1. Gently heat mixture until sugar has melted.
2. Boil mixture until it reaches the soft boil stage.
3. Let the mixture cool to 110 degrees.
4. Beat the mixture with a wooden spoon until it loses its gloss and starts to pull away from the pan.
That’s it. Easy. It’s just something of an arm workout sometimes.
Those aren’t the greatest photos ever, but I wanted to help illustrate the changes that can happen in just a couple swirls of a wooden spoon. One second the mixture goes from being very liquid and very glossy (and you wonder whether you made a mistake because you can’t ever imagine this stuff setting up properly) and less than a minute later, the mixture is matte and easily pulls away from the side of the pan.
The Maple Walnut Fudge Recipe
This comes from a recipe from a friend of David Lebovitz. Candy-making can be somewhat intimidating if you’re not used to it (if you follow the link you’ll see that lots of folks commented that they had problems getting the mixture to set up properly), but I’ve made this fudge successfully quite a few times… and I’m still very much a novice.
Just make sure you’ve got an accurate candy thermometer and try to make it on a clear, non-humid day. But even if the fudge doesn’t set properly, I’m sure some maple walnut fudge sauce would be great on ice cream. Or you can check out some advice for how to salvage a botched batch of fudge. Practice makes perfect.
Maple Walnut Fudge
Prep Time: 5 minutes
Cook Time: 20 minutes
Total Time: 2 hours
1 cup Grade B maple syrup
2 cups sugar
1 cup heavy cream
2 Tablespoons light corn syrup
1/2 teaspoon vanilla extract
1 cup roughly chopped walnuts, toasted
Line a 9 x 9 inch (or similar-sized) pan with parchment paper, leaving slight overhang on two sides and lightly spray with cooking spray.

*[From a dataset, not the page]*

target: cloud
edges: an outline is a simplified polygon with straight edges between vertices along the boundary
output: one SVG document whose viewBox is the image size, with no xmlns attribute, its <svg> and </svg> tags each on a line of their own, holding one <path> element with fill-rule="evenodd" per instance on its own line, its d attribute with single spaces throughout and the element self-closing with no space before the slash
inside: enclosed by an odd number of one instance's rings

Combine the maple syrup, sugar, cream and corn syrup in a medium heavy-bottomed saucepan over medium-low heat. Heat gently, stirring occasionally with a wooden spoon, until the sugar has melted and the mixture is smooth. Stop stirring and increase heat to medium. Clip a candy thermometer to the side of the saucepan, bring to a boil and cook until the temperature reaches the soft ball stage, 236 degrees Fahrenheit. Remove from heat and let cool until the mixture has reached 110 degrees Fahrenheit.
Add the vanilla and beat the mixture with a wooden spoon until it just begins to thicken and loses its gloss. The mixture is just about ready when it starts to pull away from the pan. Do not over-mix.
Gently stir in the nuts and spread the mixture into the prepared pan. Allow to cool completely, then remove from the pan by lifting up on parchment paper overhand. Cut into squares.